The camera pulled back at this point to show my family, quietly crying.

And then, finally, it panned over to the defendant’s table. The boy sitting beside his lawyer looked downright bored. He flipped a pencil back and forth between his fingers and sighed loudly, every few seconds. This – this was the monster I wanted to kill. He seemed to feel that the camera was on him because he suddenly turned, looked straight into the camera, and smiled. It was a smug, intelligent smile. As if he wasn’t afraid of the consequences. As if he believed it had all been worth it.

And in the end, I suppose he was right. The boy had been sentenced incarceration until his majority and then another seven years after that. It was nothing. I knew better than anyone that it was less than nothing.

I looked over at the gun I had hidden under the sink. It now sat on the bathroom counter, begging me for justice. Was it too good of a death for a monster like this? It would be so easy. Too easy. Didn’t justice require more? A manner of death similar to what my little brother had suffered all those years ago? Andrew had endured horrors no human should suffer. Days of it.
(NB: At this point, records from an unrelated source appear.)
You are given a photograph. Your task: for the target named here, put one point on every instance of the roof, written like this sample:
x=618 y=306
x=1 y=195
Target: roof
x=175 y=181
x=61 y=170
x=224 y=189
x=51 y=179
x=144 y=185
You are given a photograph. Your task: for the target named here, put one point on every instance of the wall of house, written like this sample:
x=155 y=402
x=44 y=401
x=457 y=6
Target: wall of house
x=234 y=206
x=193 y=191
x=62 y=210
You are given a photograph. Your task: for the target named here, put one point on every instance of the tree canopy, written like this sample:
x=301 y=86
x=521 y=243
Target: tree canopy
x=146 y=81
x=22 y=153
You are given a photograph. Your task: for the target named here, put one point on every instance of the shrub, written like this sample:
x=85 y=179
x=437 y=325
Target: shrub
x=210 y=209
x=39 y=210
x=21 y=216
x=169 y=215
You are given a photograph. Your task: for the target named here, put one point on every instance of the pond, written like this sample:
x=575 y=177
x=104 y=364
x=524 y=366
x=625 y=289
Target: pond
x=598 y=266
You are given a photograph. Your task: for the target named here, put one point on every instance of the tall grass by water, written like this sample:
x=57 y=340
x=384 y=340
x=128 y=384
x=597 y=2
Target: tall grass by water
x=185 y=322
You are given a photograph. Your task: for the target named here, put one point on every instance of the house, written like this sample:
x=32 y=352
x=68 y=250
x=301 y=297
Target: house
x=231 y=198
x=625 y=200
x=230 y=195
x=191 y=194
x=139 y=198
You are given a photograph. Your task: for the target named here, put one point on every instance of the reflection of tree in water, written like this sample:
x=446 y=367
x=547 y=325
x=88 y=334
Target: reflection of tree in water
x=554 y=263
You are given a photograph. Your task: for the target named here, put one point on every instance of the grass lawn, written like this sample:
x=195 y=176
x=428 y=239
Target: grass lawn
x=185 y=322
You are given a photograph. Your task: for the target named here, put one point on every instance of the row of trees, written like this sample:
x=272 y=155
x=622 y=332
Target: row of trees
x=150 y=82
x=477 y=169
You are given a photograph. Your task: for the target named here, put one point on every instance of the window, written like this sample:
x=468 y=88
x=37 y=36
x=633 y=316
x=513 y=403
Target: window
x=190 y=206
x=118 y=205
I looked back down at the tiny screen and watched the last few seconds of the video. The boy had suddenly sat up at rapt attention as some of the makeshift torture devices he’d built were brought out and placed on a table near the jury. My family was escorted from the courtroom and A Current Affair ended the segment there. But it didn’t matter, because I remembered what had happened next.

The detective had held up each one of the devices for the jury to examine and I’d rocked back and forth in my seat next to my lawyer, giddy with pride at my gruesome creations.

Valerie knocked again. “Ben, are you coming to bed or not?”

But I was contemplating a much more important question, the only one that mattered. In truth, I knew how to kill a monster. I glanced over at the revolver on the counter. That part was easy. But the problem was more complex than that. Because how do you kill a monster when it’s inside of you?